コール音が鳴る度に心臓の鼓動が早くなっていく。五コール目にはもう、心臓が持たないような気さえして、早くとってくれと強く願ったのだけれど、結局部長が電話に出たのは十コール目だった。
「やっほー、梅ちゃん。こんばんは。だね」
いつも通り、明るい部長の声。
そのいつも通りが聞けて自分は安心すると共に、その明るさをこれから奪わってしまうのだと、改めて理解してしまって再び胸に痛みが走る。
「珍しいね、梅ちゃん。電話をくれるなんて」
「悪かったな、こんな時間に」
「いいよー。椿も梅ちゃんの声を聞きたいなー。って、思っていたし」
「冗談はよしてくれ。そんな気分じゃないんだ」
「えー。ちょっとは付き合ってくれても良いのに―」
と言ってハムスターのように頬を膨らます部長の姿が、電話越しても容易に想像できる。
しかし、普段なら笑えたこの状況でも自分は笑うことができなかった。
「認めたくないがおれは冗談が上手くないようだから単刀直入に言わせてもらうが……蕪木と中学時代に起きたこと、聞いたんだ」
「……そうなんだ」
部長の声のトーンが下がった。
踏み込まれたくない過去に踏み込まれたためであろう。

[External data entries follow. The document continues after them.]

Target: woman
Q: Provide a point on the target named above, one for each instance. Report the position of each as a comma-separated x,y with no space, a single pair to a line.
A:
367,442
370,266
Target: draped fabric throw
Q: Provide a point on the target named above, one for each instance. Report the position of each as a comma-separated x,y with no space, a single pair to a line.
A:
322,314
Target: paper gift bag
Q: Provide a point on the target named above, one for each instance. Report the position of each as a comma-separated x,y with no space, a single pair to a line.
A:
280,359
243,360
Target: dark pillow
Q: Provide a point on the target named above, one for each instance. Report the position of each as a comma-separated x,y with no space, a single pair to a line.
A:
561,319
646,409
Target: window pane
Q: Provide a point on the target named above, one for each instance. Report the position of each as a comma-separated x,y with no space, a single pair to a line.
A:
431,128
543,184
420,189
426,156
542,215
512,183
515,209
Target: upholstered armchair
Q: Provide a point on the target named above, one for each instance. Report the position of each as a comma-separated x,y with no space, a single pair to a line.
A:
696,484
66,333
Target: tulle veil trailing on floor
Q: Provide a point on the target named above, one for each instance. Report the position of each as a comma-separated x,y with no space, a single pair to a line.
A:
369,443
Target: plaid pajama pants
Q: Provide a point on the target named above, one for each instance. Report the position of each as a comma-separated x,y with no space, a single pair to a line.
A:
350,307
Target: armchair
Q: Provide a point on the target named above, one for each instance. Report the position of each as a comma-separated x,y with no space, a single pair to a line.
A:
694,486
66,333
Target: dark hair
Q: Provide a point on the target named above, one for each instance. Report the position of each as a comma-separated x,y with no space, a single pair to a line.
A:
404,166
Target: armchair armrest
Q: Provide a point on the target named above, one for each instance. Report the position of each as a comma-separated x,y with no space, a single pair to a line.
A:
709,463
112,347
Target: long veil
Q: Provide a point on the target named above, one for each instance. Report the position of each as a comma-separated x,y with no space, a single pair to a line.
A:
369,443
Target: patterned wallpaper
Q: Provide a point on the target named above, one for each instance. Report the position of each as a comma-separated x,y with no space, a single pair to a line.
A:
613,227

それでもだ、自分は聞くしかない。
「何があったのか、部長の口から聞かせてほしい」
「……わたちゃんから、全部聞いているんじゃないの?」
「ああ、聞いているよ。だけど、それだとフェアじゃないだろ」
「そうかな?」
「そうだよ。だからおれは部長に電話を掛けているんだ」
そう自分が言い切ると、部長はしばらく口をつぐんだ。
沈黙に耐えきれない自分の心。太鼓のような心臓の音が自分を囃し立てる。それでも、自分は部長の言葉を待った。
やがて部長が深く息をした音が聞こえ、再び口を開いた。
「梅ちゃんは、本当にやさしいよね」
「そんなことはないさ」
「ううん。やさしいんだよ。出会ったときから思っている椿が言うんだよ。間違いないでしょ?」
「っ……ああ。部長はいつも正しいよ」
出会った時からずっと自分はそう思っている。
だけど、今回ばかりは引き下がれない。
「話してくれよ、部長」
「……わたちゃんの時のように待とうとしてくれないんだ」
「部長の場合、器用に逃げ回りそうだからな」
「そんなに、器用じゃないと思うけどなあ」
とぼけるように言う部長。しかし、話すことは止めない。
「本当にわたちゃんが話したことが殆どだと思うよ。椿とわたちゃんが友だちになって、いっぱい悪さして、離れた」
「蕪木の言葉で、か」
「……わたちゃんがそう思っているのなら、きっとそうなんだろうね」
「っ……
肯定も否定もしない答えに、自分は唇を噛む。
「部長は! ……待っていたんじゃないのか、蕪木を?」
「……そうなのかもね。本当は椿が待っていた」
「それなら!」
「でもそれは、梅ちゃんが背負うことじゃないよ」
「っ。それは」
「そうでしょ、梅ちゃん。これは椿とわたちゃんの問題だよ。わたちゃんがどういう風に思っていても梅ちゃんが背負って傷つくべきことじゃない」
「だけど」
「梅ちゃん―もう、良いんだよ。想像するだけ疲れるんだから」
「っ……部長」
言って欲しくなかった言葉。返ってきてほしくなかった言葉に自分は言葉を失った。
いつだって部長は自分たちに想像することを促してきた。
退屈をしている時、ひねくれてしまった時。そして、前を向けなくなってしまった時に。いつだって部長はその言葉で自分のことを励まし、道を示してくれたのだ。
そんな部長が想像することを諦めた。諦めてしまった。
その事実はあまりにも自分には大きすぎる衝撃で、言葉を失わせ沈黙が生まれてしまう。
生まれてしまった沈黙は、更なる部長の言葉を引き出した。
「実はね、梅ちゃん。多分、これだけはわたちゃんが話してないだろうから言うけど、わたちゃんと昨日電話したんだよ」
「え?」
「わたちゃんは何も言わなかった。椿も何も言えなかった」
何も。
「椿たちはもう、そんな関係なの」
「だから、もう良いんだよ」。と全て諦めてしまったかのように、部長は言った。
「…………」
何が、だからなんだよ。と物語の主人公たちなら言えたのだろうか。
そうだとすれば、ここに主人公なんていない。夏の夜空の下に居るのは、何も言えない無力な高校生だけだった。